机の上に積み上げられたチョコレートの山に、C大2年の花形透は途方に暮れていた。
2月14日。言わずと知れたバレンタインデーだった。
この時期、大学は後期試験が終わって長い春休みに入っているし、バスケットボール部の練習も明後日まで休みである。彼女のいる幸せな寮生のようにデートに繰り出すこともない。しかし、それも特に残念だという気はなく、今日は一日中寮にいて、のんびりと洗濯と掃除でもしようかと考えていた花形だったのだが。
――お前も、出掛けた方がいいと思うけど。
今朝早く、パジャマ代わりのジャージ姿で眠い目をこすりながら寮の食堂に入っていった花形に、すっかり身支度を整えて味噌汁を啜っていた藤真が、ちらりと視線を寄越して言った言葉だった。それが今更ながら花形の身に沁みた。

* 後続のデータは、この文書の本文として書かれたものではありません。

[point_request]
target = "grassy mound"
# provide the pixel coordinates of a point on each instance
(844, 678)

大学1年だった去年、藤真はバレンタインで痛い目を見ている。2月14日は授業も練習もないから、高校のときと違って、校門で待ち伏せされて取り囲まれるといった心配はない――そう思ってすっかり安心していたのに、実際には、藤真が入っているC大の体育会の寮までわざわざチョコレートを持ってくる女の子たちの何と多かったことか。
そのたびに寮の玄関まで呼び出され、寮生たちの羨望と嫉妬を一身に浴びながらチョコを受け取っていた藤真は、夕方にはぐったりと疲れ切って、うわ言のように呟いたのだった。
――俺、来年は絶対……絶対に、寮になんかいないからな……。
この固い決意に沿って、藤真は今年、ちょうどバレンタインに重なったC大法学部の入学試験監督のアルバイトに応募したのである。
「花形はどうする? 一緒に申し込んでおこうか?」
確か、11月の初め頃だったと思う。藤真に真剣な声でそう聞かれて、花形は正直言って面食らった。チョコなんて、1年のときはほんの数個、同じ学部の女子学生(それもちゃんと他に恋人がいる)にもらった程度なのだ。秋のリーグ戦でアシスト王を獲得し、更に人気が急上昇、今度のバレンタインはいったいどんな騒ぎになることかと囁かれている藤真とは、そもそも立場が違うのである。
「俺には、そんな必要ないよ」
苦笑を漏らしながら答えると、藤真は呆れたように眉をしかめた。
「何言ってんだよ。お前のファンって結構いるんだぞ。お前に自覚がないだけで……」
そんなやり取りを経て、今日。
花形は、他でもない自分が、去年の藤真と全く同じ目に遇うとは夢にも思わなかった。
それはもう、落ち着いて部屋の掃除などできたものではなかった。何人もの女の子が寮を訪れ、そのたびに玄関横の管理室にいる日直の1年生が花形の部屋まで呼びに来る。廊下や食堂にいる寮生たちにやっかみ交じりの冷やかしを浴びせられ、いちいち花形を呼びに行かされることに耐え切れなくなった日直の1年生に「花形さん! もうそのままここにいてください!」と、遂には泣き付かれる始末。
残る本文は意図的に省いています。